Some keystone jacks feature a pass-through connector, where the same port is found on the front and back, while others feature a female connector on one side, and a male on the other. Others still, have a standard port on the front, with a system for hard-wiring cables on the rear, such as punch down blocks. Others allow for soldering or crimped connections.
What are the different types of keystone jack?
Although keystone jacks are primarily used to offer RJ45 Ethernet connectivity, there are a wide array of different connection options for compatible patch panels. They include standard patch panel offerings like RJ45 Ethernet (with various speed and shielding support), as well as coaxial, and fiber optic connections. However, they can, in theory, offer almost any kind of connection possible.
Cable Matters offers a wide range of less common keystone jacks, including HDMI 2.1 keystone jacks with 8K and 4K 120Hz support, as well as blank keystone jacks which are used to block off unused ports on wall jacks and patch panels. There are also RCA jacks, speaker terminals, 3.5mm TRS connectors, 8P8C modular jacks, and 6P6C RJ11 modular jacks, among others.
There’s a lot of variation in keystone jacks in terms of features and specifications, too. Some come with gold-plated connectors for improved anti-corrosion resistance, while others come in a range of colors to better differentiate between them when installed.
Ethernet RJ45 keystone jacks can also come rated for different speeds in line with Ethernet cable category ratings, with some of the more recent releases offering up to 10 Gigabit Ethernet support for Cat 6a cabling and beyond. Those rated for higher performance will also typically use thicker copper wiring and have improved per-wire shielding for reduced signal degradation and added protection against crosstalk.
Cable Matters also includes a free punch down stand with its larger packs of RJ45 keystone jacks (they can also be purchased separately), making the punching down process that bit easier. A punch down tool is still recommended, however.

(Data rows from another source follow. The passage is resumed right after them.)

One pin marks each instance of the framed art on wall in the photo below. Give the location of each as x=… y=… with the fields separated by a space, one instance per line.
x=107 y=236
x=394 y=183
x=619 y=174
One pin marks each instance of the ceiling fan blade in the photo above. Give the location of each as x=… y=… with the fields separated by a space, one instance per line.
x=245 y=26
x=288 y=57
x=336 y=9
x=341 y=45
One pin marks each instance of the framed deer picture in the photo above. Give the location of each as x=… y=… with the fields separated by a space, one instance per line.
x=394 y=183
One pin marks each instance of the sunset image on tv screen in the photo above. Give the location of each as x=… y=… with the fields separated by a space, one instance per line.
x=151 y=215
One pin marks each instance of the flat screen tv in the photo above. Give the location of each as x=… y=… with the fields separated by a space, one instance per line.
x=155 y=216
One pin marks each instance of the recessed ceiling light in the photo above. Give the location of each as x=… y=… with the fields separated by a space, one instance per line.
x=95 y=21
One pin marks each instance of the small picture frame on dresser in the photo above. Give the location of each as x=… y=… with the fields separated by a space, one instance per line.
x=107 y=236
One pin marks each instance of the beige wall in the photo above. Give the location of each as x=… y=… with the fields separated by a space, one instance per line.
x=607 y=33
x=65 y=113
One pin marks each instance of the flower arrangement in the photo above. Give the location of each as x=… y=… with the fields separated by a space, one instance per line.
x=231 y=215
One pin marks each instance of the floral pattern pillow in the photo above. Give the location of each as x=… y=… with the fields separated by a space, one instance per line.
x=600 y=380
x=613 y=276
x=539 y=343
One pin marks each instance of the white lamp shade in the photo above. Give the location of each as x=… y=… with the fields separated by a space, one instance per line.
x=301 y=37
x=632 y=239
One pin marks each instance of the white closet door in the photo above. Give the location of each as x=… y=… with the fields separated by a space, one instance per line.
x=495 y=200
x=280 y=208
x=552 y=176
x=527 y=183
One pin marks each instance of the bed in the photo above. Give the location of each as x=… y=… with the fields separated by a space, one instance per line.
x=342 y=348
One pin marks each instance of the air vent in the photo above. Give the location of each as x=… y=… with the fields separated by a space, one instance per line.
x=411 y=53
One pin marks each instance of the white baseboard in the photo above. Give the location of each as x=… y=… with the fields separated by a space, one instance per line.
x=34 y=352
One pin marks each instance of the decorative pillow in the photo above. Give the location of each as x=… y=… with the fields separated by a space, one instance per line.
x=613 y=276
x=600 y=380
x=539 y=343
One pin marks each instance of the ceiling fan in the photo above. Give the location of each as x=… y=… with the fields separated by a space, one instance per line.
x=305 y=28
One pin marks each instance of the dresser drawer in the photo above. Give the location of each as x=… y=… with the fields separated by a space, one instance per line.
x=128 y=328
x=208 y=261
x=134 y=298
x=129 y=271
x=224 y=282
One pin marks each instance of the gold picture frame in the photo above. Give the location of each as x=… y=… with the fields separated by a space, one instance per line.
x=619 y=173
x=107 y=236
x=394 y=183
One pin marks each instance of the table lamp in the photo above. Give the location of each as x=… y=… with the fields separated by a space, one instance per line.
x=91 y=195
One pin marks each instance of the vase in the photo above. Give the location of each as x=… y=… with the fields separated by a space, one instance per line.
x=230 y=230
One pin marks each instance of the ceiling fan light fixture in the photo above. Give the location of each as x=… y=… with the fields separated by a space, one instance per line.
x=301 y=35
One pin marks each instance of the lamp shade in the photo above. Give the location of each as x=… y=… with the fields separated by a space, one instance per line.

When buying a keystone jack, it’s also important to look out for signs of high-quality manufacturing, such as the use of fire retardant plastic, dust caps for improved cable strain relief, and impact resistant construction standards.
Where are keystone jacks used?
Keystone jacks are designed to be used in keystone wall plates, surface mount boxes, and keystone patch panels. These are sometimes sold as blank patch panels, making it clear that you need to add your own keystone jacks to give you the same functionality as standard patch panels which come with pre-fitted, or non-modular connectors.
Most blank or keystone panels feature universal sizing, so will take most types of keystone jacks, although slimline patch panels may require bespoke keystone jacks designed to offer a trimmer profile.
When buying a patch panel or wall mount for your keystone jacks, be sure to check their compatibility with the types that you want to use and look out for marks of quality like cable strain relief and labeling spaces on the front and back to make it easier to distinguish between cables and connections, as well as identify their roles.
If you’re planning to mount your keystone patch panel in a rack mount or particular wall space, then be sure that it supports the size of rack you have, or that its dimensions adhere to the shape and size of your wall mount space. Some mounting hardware for keystone patch panels is sold separately, too, so be sure yours includes it, or you make that additional purchase if necessary.